Before you fall for Skype’s valuation, look carefully at the numbers.

Having been bought by Ebay and then partially sold to a consortium, Skype yesterday announced that it will launch an IPO on Nasdaq some time later this year.

That doesn’t look good to me: big company buys fledgling co with razzmatazz, then fairly swiftly gets a consortium to cough up money….then even more swiftly asks the public to put hands in pockets. That spells hot potato more than hot number.

On the surface, things looke good for Skype. It has 560 million registered users and continues to grow – at around 30% annual moving: it added 86 million in the first six months of 2010. The Boston Globe last May said the number of registered users could nearly double to 1 billion by 2015. Ebay hopes that half of Skype’s registered users by that time will be business customers, who bring in 20 percent to 30 percent more revenue on average than consumers. The company began testing group video-conferencing two months ago, as part of its push for corporate business.

Further, Skype isn’t one of those dotcoms that’s all talk and no profit. It’s totted up $116 million of margin this year on $716M of revenue, and this figure could grow rapidly if the company succeeds in cracking the lucrative corporate market.

But there are worrying things in the usage data. While Skype aims to hit a billion users by 2015, thus far well over 90% of them are very infrequent or completely lapsed Skypers. The company says it has 40 million actives, but the tecchie buzz is that the figure is closer to 34 million.

Even that may be too high. A little known fact about Skype is that is asks you to register a new account every time you switch to new/other pc/coms hardware. That strikes me as an odd thing to do.

There’s also something more than concerning about the ownership consortium’s valuation. With an estimated 2011 revenue of $1 billion, the company looks to be worth more than $5 billion. All the new owners have done is clarify some copyright issues with Skype’s founders, and tweak its software. They paid just $2.75 billion at purchase in 2009. Feels like a quick Buck to me – and it would involve using the same multiples as those for valuing Google. That’s bonkers – especially as a recent tecchie thread evoked one regular response: “Google voice is a better alternative to Skype”.
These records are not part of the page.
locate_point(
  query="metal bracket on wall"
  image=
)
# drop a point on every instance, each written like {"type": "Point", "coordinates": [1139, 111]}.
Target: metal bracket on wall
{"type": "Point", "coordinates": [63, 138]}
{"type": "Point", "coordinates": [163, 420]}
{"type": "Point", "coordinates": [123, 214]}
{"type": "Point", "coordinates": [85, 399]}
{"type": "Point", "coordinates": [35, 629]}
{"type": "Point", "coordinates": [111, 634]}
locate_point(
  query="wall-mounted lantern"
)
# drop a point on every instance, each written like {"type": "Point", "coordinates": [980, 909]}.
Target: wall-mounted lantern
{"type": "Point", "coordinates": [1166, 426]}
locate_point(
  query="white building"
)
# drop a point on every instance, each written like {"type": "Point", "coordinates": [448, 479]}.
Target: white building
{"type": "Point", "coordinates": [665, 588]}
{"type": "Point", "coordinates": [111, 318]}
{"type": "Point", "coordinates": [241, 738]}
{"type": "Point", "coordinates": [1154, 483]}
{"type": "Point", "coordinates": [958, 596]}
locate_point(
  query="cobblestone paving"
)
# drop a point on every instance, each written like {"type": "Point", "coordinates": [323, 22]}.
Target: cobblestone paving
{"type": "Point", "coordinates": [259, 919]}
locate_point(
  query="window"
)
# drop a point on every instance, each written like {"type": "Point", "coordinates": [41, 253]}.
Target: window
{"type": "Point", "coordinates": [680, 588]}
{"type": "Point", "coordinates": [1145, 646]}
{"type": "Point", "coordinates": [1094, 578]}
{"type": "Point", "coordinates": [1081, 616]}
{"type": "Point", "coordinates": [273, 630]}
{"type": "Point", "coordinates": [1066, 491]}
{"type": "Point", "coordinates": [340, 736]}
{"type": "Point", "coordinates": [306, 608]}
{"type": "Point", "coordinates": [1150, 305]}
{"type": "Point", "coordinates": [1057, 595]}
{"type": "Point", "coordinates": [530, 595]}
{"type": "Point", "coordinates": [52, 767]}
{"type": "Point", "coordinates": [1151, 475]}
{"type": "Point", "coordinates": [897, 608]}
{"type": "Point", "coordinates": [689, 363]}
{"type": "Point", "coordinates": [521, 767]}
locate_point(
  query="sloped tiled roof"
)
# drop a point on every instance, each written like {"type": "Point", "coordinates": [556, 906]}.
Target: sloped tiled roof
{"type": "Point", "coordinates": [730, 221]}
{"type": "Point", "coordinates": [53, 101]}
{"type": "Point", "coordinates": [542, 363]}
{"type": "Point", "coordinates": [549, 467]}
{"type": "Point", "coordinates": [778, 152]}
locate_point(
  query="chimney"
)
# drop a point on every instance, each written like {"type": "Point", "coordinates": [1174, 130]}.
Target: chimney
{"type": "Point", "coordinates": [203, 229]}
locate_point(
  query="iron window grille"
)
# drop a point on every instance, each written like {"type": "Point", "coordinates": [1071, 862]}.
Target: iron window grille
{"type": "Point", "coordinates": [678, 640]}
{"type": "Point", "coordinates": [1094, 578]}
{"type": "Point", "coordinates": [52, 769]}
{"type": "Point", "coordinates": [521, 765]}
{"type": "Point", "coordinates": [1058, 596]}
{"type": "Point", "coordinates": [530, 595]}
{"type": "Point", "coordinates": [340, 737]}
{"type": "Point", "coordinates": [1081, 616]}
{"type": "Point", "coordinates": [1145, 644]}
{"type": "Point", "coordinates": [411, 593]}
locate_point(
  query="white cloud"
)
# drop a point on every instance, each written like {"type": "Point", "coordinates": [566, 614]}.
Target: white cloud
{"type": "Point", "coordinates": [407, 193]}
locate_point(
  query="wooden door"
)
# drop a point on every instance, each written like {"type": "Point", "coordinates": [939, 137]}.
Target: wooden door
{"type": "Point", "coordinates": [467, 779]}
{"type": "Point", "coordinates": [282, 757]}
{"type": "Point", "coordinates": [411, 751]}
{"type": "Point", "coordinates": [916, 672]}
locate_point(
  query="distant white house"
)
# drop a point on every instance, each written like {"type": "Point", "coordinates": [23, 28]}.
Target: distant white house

Last but not least, as a marketing man at heart (and a Skype user) there is a real problem with the positioning and future potential of the service. In its early years, it was pretty steam-driven and unreliable. And for many uses, it still involves, basically, the process of one land line ringing another and hoping the person’s in. Mobile usage is obviously there now, but it’s not free.

My guess is that a huge proportion of core usership is older generation family users calling the new generation on the other side of the globe. Outside of this, my personal use of the system has almost entirely lapsed…and the stats support this as being normal.

It can transfer data free, and of course ‘minute-watching’ on expensive calls was always a bind. But that market is changing rapidly now – and not in ways that benefit Skype. Other systems have caught up, and tariffs are coming down.

Getting a straight answer to ‘What is it?’ from Ebay has become increasingly difficult. It’s for families, it’s for data, it’s for video-conferencing….it’s Superskype. I don’t think so.

But the IPO’s sponsors may well get away with it, largely due to the scarcity value of Silicon Valley launches these days – and also because the offering itself ($100M) is not exactly Major League. Some commentators are confidently predicting a scramble for shares, and thus a rapid rise in price.

My bet is that if things are still the right way up later this year (which I doubt) some smart money will hitch onto the rocket….and then quickly sell again. And if things are tits up, tiny or not the offering isn’t going to have much appeal.

Less superficially, The Slog thinks any serious investor will be buying a pup. I think Skype is a 21st century CB Radio: a tiny minority activity which will make us nostalgic in the future – in a giggly sort of way.